Melissa Parks has experimented in the kitchen since she was a kid baking holiday cookies. After training at Le Cordon Bleu and Johnson & Wales University, she worked everywhere from research and development at General Mills to fine dining restaurants to top athletes’ kitchens. Her current career as a cannabis chef has led to a cookbook, Herb: Mastering the Art of Cooking With Cannabis, and her kitchen at Vert edibles, where she produces infused teacakes. In flavors such as chocolate mint and key lime, they look like they should be served on fine china at a high-end high tea, and are so tasty it’s hard to eat just one.
She got involved in cannabis cookery in Colorado. … I was approached by girlfriends of mine who had illnesses ranging from breast cancer to lymphomas. They had tasted my desserts and asked me to do a medicated version. I don’t smoke, [and] I was like, “Am I going to get arrested?“ I knew nothing about it. I Googled edible companies in Colorado, found an address and walked in there with 12 unmedicated versions of cookies, cupcakes, tortes. I said, “I wanna work. I wanna learn.” They brought me in and—no joke— three weeks later they fired their head chef and gave me six months to revamp their entire product line.
It’s a challenging ingredient to work with, but a rewarding one. … One thing about working with cannabis is that it’s a beast in and of its own—the way that it’s absorbed into a dough, the way that it emulsifies into mixtures. If you blend it too much, does the dough become crumbly or dry? What is a safe temperature that’s not going to burn off your THC? All of those things are such fun for me, but when I first started, I wanted to put my head though a brick wall: Why is this cake recipe that has worked for the last 10 years not working with this?
The cookies are individually dosed, they’re small, but they offer flavor profiles that really go with the oils. Each one already has therapeutic spices and herbs without the cannabis—cinnamon or key lime juice or blueberries. The therapeutic mint can be soothing, it can be uplifting, it can help with stomach issues. I wanted to find a way to bring together health, cannabis and something that’s fun to eat. I’m a chef first and always: If it doesn’t taste good, if it doesn’t look good, it’s not leaving my kitchen.

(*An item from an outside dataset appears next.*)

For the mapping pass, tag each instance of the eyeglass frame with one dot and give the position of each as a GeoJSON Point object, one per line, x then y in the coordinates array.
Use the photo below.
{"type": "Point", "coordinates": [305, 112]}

Vert’s kitchen is part of the Grove complex, where a seed can go from a tiny speck in the soil to a delicately frosted pastry without leaving
the building. … Going from the seed downstairs to the plant downstairs to the oil refining up here to what we produce here in the kitchen—there are no boundaries. I can go downstairs and talk to the growers. I can go next door and work hand in hand with the guy who produces the oil. We’re very focused on the therapeutic nature of cannabis—we want to make it approachable.